The concept is simple enough: After a period of high-volume training, you ease off the gas in the weeks leading up to your goal race to ensure you’re as fresh as possible on the start line.

But if you’re simply running shorter and slower every day for two or three weeks before your race, you’re most likely doing it wrong.

Don’t Get Stale

“While there is no right way to taper, coaching experience has indicated that there may be a wrong way for some athletes,” says David Roche, a Trail Runner contributing editor, two-time USA Track & Field 10K Trail Champion and coach to the athlete team at Some Work, All Play. “Too much taper can leave trail- and ultrarunners feeling stale, with less blood volume and lower cardiac output that hampers race-day performance.”

He says conventional taper wisdom – that athletes should reduce training volume by as much as half leading up to a race – is often based on elite athletes doing massive training volume.

“A 140-miles-per-week marathon pro might taper 50 percent over the last few weeks, but that pro is still doing 70 miles on race week,” Roche says. “Meanwhile, for the average person doing 40 miles per week, such a sharp taper will reduce training volume to a level that could result in de-training, or at least some major stale-bread legs.”

The key is to find the right balance where you can rest enough to reap the benefits of your training, but not so much that you lose fitness. So how do you walk that line?

 

Long Race? Short Taper

Runners should have shorter tapers for longer races – and vice versa, says Jason Koop, a coach with Carmichael Training Systems.

“This has been well established in sports science,” he adds.

But, Koop warns, this doesn’t necessarily mean you should be running peak volume immediately before your taper – however long or short it is  – begins.

“The mistake most ultrarunners make [is] they design their longest runs just before the taper,” he says. “I will say that if that is the design – peak volume immediately followed by a taper – then the taper should be longer, because the load is higher.”

Roche points out that if an athlete requires a taper of two or three weeks to recover, it might indicate that the athlete is training too hard.

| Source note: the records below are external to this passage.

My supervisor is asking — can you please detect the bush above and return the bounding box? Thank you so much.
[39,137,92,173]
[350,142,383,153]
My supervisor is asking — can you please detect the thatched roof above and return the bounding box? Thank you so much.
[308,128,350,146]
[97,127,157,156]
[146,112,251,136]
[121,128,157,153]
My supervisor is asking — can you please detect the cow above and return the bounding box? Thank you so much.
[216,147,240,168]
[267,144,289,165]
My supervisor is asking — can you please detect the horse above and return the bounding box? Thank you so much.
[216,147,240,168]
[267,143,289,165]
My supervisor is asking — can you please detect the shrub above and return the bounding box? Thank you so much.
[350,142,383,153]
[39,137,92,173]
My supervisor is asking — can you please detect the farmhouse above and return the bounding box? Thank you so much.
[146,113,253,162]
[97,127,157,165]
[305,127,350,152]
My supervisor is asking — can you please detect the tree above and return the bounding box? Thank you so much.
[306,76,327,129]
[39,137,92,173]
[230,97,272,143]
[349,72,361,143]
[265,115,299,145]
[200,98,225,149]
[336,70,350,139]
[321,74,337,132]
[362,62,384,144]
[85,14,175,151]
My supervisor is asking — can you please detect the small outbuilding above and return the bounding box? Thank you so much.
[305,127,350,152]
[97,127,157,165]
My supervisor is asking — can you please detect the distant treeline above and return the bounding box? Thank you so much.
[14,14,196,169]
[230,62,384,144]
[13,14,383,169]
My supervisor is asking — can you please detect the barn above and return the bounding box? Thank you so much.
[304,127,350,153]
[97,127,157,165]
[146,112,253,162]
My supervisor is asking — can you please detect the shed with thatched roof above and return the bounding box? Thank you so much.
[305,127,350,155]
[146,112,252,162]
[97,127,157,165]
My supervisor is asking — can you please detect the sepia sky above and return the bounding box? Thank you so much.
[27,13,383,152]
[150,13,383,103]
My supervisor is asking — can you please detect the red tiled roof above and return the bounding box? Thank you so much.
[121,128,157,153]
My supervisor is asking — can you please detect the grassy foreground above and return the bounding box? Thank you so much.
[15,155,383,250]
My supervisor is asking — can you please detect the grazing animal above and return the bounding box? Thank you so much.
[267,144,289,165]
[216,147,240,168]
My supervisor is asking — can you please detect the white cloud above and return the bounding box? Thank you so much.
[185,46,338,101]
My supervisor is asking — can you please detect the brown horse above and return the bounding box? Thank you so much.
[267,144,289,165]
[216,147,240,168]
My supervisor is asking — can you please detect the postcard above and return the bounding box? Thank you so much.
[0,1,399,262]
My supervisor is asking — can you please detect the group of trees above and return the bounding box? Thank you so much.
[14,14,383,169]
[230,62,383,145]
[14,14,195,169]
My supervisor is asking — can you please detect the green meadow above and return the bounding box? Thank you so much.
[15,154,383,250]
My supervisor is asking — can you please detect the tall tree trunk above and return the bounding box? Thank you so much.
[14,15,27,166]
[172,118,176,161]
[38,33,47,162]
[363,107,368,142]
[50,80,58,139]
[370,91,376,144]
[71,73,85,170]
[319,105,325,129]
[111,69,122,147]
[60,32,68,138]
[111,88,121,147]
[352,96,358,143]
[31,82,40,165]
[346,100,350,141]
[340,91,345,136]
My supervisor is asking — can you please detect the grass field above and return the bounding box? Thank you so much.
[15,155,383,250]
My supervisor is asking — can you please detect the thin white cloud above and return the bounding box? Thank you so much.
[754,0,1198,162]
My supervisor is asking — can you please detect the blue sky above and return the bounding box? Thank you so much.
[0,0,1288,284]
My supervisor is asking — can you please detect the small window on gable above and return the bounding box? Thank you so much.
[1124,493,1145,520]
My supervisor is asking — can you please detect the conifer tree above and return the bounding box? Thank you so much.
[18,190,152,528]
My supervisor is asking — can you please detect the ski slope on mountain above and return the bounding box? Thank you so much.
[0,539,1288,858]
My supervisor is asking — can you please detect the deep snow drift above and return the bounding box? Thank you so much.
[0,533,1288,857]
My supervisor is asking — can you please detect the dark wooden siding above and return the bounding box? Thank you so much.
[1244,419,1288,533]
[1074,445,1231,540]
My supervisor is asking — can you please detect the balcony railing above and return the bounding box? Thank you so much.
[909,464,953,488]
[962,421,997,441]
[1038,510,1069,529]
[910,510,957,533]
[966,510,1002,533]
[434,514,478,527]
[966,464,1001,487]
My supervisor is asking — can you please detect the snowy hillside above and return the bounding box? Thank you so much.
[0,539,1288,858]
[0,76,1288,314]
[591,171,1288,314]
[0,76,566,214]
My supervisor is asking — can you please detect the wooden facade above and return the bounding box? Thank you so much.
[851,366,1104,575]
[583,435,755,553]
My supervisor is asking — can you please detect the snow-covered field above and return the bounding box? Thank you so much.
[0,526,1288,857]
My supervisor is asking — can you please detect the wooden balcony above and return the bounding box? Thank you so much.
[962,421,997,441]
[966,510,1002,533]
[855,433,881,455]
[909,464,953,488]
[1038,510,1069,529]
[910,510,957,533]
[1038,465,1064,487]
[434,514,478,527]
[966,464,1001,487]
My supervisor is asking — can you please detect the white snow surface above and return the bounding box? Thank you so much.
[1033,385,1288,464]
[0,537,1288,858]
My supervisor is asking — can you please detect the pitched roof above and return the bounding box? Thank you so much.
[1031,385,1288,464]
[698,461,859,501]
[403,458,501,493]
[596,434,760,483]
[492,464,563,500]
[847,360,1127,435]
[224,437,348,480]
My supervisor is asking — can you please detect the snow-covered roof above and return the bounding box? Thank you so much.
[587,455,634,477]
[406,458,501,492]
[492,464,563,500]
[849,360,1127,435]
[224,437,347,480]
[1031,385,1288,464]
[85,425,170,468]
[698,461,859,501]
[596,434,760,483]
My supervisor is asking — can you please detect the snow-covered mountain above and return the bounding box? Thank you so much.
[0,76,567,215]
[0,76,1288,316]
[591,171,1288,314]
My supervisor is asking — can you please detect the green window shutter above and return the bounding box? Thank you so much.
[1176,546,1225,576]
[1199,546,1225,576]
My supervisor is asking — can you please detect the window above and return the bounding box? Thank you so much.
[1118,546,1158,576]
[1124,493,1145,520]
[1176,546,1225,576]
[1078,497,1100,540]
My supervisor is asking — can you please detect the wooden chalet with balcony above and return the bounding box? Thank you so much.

“Good training is sustainable training,” he says. “Never dig a hole that you are trying to climb out of in the weeks preceding a race.”

RELATED: The Art of (Realistic) Tapering

Decrease Volume, Not Intensity

A taper is meant to help you rest enough to feel strong on race day. That doesn’t mean every run should suddenly be short and slow in the week or two leading up to the race.

“Reduce the volume, and the volume of intensity,” says Koop. “But maintain the type of intensity.”

In other words, run fewer miles, and run shorter workouts, but run them at the same pace as before to avoid going stale.

As for how fast your volume should decrease, Koop says a “fast decay” – where you drop your volume abruptly and early in the taper, rather than decreasing volume steadily the entire time – has proven effective in swimming and running. This means cutting your training volume by as much as half in the first three days of a taper, then reducing it more gradually from there. If you are running a lower overall volume, you might not need to slash your mileage by as much.

Sample Plan

Roche’s athletes usually partake in a 7-to-10-day taper. One week before the race, they’ll do their final long run with some hills, running downhill sections at or around their goal race pace.

“For most athletes running half-marathon and up, this is about 16 miles, followed by the world’s biggest brunch,” he says. “The next day they jog very easily for an hour, kicking off the taper. The easy day is followed by a full rest day to kick-start recovery.”

The next day – four before the race – Roche’s athletes will do an hour-or-so progression run. “This is usually just a bit slower than marathon pace, with a faster finish,” he says. “These runs seem to stave off staleness and get the athletes mentally prepared for race-day urgency.”

In the three final days, his athletes run 30 to 60 minutes easy – though not necessarily slow – with an option to rest completely two days out. The day before, they’ll add four to six 30-second hill strides.

“There are some theories that these types of strides enhance good muscle tension, increasing energy return on race day,” Roche says. “At the very least, they burn off some steam and justify an extra slice of pizza.”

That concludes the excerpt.